The data thus far is inconclusive about whether the neuroimaging findings are reliable prognostic indicators. However, even if it were true that imaging data doesn’t predict recovery, modern technology is providing new avenues for the patients to one day interact with the world. Rapid advancement in the study of Brain-Computer Interfaces with nonresponsive patients (see Naci et al 2012 for a state of the art review) has made meaningful communication and interaction with the world a not-so-far-fetched possibility. It has already been shown that healthy volunteers are able to use neurofeedback from EEG recordings to play video games (Lanius 2012). Non-responsive patients are not able to focus on visual stimuli, but other sensory modalities such as touch or audition can be used to provide a more reliable sensory input needed for neurofeedback. Thus a method that allows individuals within this patient group to move a mouse curser (and all of the opportunity that comes with that) might be developed in the relatively near future. Behaviorally non-responsive patients no longer appear to be trapped in a hopeless condition; even if they are not able to regain normal control of their body, there are emerging alternative possibilities for functional recovery via brain computer interfaces that would allow them to interact with the outside world.

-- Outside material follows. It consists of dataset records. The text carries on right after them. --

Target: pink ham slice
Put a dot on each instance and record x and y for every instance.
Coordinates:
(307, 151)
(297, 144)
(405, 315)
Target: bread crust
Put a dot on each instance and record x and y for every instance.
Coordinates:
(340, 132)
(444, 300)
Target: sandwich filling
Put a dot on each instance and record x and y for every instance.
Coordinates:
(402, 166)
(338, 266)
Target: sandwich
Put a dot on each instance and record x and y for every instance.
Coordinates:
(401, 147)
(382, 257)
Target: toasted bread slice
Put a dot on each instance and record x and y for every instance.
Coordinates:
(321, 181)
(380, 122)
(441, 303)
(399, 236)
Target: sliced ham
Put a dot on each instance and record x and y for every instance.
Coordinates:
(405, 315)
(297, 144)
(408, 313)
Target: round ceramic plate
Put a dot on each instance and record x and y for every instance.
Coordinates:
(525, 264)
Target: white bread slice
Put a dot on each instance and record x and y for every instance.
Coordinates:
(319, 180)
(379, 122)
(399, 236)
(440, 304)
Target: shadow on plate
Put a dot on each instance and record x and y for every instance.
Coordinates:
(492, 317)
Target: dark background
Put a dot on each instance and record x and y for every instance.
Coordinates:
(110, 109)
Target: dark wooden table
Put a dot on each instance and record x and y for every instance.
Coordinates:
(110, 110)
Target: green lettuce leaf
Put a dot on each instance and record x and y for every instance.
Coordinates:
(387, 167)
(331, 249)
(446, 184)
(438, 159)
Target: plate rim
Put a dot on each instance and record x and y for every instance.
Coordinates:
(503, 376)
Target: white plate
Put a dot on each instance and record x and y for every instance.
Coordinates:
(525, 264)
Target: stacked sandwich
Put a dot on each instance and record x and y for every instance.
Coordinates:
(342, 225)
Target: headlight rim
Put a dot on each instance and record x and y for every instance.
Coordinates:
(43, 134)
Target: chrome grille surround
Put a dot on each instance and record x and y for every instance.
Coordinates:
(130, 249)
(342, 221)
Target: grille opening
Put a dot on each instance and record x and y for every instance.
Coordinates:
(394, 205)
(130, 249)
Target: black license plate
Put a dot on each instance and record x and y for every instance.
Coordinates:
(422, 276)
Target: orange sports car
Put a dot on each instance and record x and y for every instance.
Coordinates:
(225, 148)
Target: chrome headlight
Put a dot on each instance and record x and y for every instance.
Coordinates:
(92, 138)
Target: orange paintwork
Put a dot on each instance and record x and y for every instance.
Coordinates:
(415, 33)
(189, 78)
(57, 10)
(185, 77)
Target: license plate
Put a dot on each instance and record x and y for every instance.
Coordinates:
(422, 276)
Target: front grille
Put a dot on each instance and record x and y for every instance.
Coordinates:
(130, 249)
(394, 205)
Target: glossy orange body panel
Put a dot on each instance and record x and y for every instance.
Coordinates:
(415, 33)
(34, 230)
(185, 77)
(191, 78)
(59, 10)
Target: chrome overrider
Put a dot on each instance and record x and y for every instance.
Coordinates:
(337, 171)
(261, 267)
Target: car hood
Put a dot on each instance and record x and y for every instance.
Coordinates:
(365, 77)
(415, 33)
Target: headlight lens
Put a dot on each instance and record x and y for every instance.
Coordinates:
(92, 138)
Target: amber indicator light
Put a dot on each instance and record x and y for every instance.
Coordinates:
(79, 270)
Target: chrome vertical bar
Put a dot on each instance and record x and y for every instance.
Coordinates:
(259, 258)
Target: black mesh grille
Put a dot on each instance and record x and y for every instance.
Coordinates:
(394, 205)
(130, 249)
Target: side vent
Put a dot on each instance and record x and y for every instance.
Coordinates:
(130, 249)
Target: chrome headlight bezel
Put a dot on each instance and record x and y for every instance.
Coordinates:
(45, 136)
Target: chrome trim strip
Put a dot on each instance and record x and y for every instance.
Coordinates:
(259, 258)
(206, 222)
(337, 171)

It now appears that we are at a point where we can obtain imaging and other results for behaviorally non-responsive patients that indicate awareness. If focusing exclusively on the well-being of the patient, we ought to seek such information whenever possible since it could lead to more accurate information about the patient’s well-being and, additionally, may facilitate some degree of recovery. Of course, we don’t operate in an isolated world of unlimited resources where we can make decisions based solely on the well-being of one patient, and other constraints will inevitably be relevant to policy (e.g. questions about how to distribute scarce resources). And there’s still much to learn about how much this experimental procedure can tell us about behaviorally non-responsive patients. However, given Savulescu’s claim that “the discovery of consciousness in very severely brain-damaged patients may provide more reason to let them die” appears to advocate death for the patients’s sake, it needs further explanation to be relevant to cases like that of Mr. Ng.